Pub Date : 2026-03-01Epub Date: 2025-11-27DOI: 10.1007/s43390-025-01216-7
Ahmad Almahozi, Anton Früh, Tarik Alp Sargut, Tizian Rosenstock, Claudius Jelgersma, Anna L Roethe, Dimitri Tkatschenko, Peter Truckenmueller, Joan Alsolivany, Kiarash Ferdowssian, Nils Hecht, Peter Vajkoczy, Lars Wessels
Background: Accurate assessment of spinopelvic alignment is essential for managing adult spinal deformities. This study validates the Brainlab Elements Spine Planning software for automated measurement of spinopelvic parameters, comparing it with manual methods.
Methods: Spinopelvic parameters were measured manually and with the software in 21 patients with degenerative spinal disease, including instrumented and non-instrumented spines. Accuracy, intraobserver, and interobserver reliability were evaluated using Bland-Altman plots and intraclass correlation coefficients (ICCs). Measurement times were also compared.
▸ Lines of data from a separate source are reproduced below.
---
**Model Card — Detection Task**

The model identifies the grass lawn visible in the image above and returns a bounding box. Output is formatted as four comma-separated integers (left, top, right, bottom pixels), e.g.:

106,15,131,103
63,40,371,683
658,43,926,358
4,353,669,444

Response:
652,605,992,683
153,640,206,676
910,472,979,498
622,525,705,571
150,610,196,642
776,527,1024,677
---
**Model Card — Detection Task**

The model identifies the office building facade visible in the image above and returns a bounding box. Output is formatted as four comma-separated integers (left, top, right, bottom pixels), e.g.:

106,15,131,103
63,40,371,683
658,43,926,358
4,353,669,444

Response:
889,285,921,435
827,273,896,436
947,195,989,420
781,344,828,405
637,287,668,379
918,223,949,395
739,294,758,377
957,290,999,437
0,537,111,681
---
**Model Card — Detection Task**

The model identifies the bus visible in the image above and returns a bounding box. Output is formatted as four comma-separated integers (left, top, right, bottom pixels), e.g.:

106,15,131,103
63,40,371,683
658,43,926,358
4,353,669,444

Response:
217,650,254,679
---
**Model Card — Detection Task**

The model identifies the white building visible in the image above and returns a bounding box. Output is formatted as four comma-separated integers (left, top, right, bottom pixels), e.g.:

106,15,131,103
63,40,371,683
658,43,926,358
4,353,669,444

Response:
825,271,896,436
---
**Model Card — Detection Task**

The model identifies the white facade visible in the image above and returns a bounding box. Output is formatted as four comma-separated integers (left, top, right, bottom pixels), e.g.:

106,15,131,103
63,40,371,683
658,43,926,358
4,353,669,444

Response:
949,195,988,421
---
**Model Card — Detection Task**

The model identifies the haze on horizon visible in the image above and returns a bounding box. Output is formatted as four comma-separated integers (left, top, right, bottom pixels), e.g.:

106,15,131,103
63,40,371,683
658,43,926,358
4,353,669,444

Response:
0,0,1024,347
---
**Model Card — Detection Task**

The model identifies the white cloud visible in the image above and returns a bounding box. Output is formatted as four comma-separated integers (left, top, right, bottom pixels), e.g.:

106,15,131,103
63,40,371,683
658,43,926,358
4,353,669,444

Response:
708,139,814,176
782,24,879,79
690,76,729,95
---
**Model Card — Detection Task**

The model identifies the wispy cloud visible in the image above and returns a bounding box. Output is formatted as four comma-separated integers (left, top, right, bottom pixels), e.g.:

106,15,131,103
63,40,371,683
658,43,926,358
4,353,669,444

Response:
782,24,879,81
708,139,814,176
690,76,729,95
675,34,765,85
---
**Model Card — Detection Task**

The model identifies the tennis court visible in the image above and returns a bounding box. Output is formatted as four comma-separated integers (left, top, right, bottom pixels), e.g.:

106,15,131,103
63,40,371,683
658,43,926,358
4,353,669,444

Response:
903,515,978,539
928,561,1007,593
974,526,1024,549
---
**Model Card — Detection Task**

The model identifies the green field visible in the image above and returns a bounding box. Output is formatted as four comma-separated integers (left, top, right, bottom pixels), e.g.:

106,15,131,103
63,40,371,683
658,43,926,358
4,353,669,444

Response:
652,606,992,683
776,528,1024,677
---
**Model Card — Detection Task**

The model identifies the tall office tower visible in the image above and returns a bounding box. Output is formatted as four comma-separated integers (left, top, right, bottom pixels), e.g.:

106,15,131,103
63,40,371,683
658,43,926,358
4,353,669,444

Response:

Results: The software showed high reliability (ICC = 1), while manual measurements ranged from fair to excellent reliability (ICC 0.44-0.99). Bland-Altman plots indicated strong agreement between automated and manual measurements, though variability was noted for certain parameters. Automated measurements were significantly faster, averaging 62 s versus 227 s in manual measurements (p < 0.001), though 76.2% of cases had at least one parameter that could not be measured automatically, most frequently the sagittal vertical axis (SVA) and several coronal parameters.
Conclusion: The Brainlab Elements software provides accurate, reproducible, and time-efficient spinopelvic measurements for parameters it successfully captures. However, frequent failures in assessing SVA and coronal plane parameters automatically suggest that further refinement of the software is necessary.
背景:准确评估脊柱-骨盆对齐对治疗成人脊柱畸形至关重要。本研究验证了Brainlab Elements Spine Planning软件用于脊柱骨盆参数的自动测量,并将其与人工方法进行了比较。方法:对21例退行性脊柱疾病患者,包括固定椎体和非固定椎体,采用人工和软件测量脊柱骨盆参数。使用Bland-Altman图和类内相关系数(ICCs)评估准确性、观察者内部和观察者之间的可靠性。测量时间也进行了比较。结果:软件具有较高的可靠性(ICC = 1),而人工测量的可靠性范围从一般到优异(ICC 0.44-0.99)。Bland-Altman图显示了自动测量和手动测量之间的强烈一致性,尽管某些参数存在可变性。自动化测量明显更快,平均62秒,而手动测量为227秒(p结论:Brainlab Elements软件为成功捕获的参数提供了准确、可重复、省时的脊柱测量。然而,自动评估SVA和冠状面参数的频繁失败表明,软件的进一步改进是必要的。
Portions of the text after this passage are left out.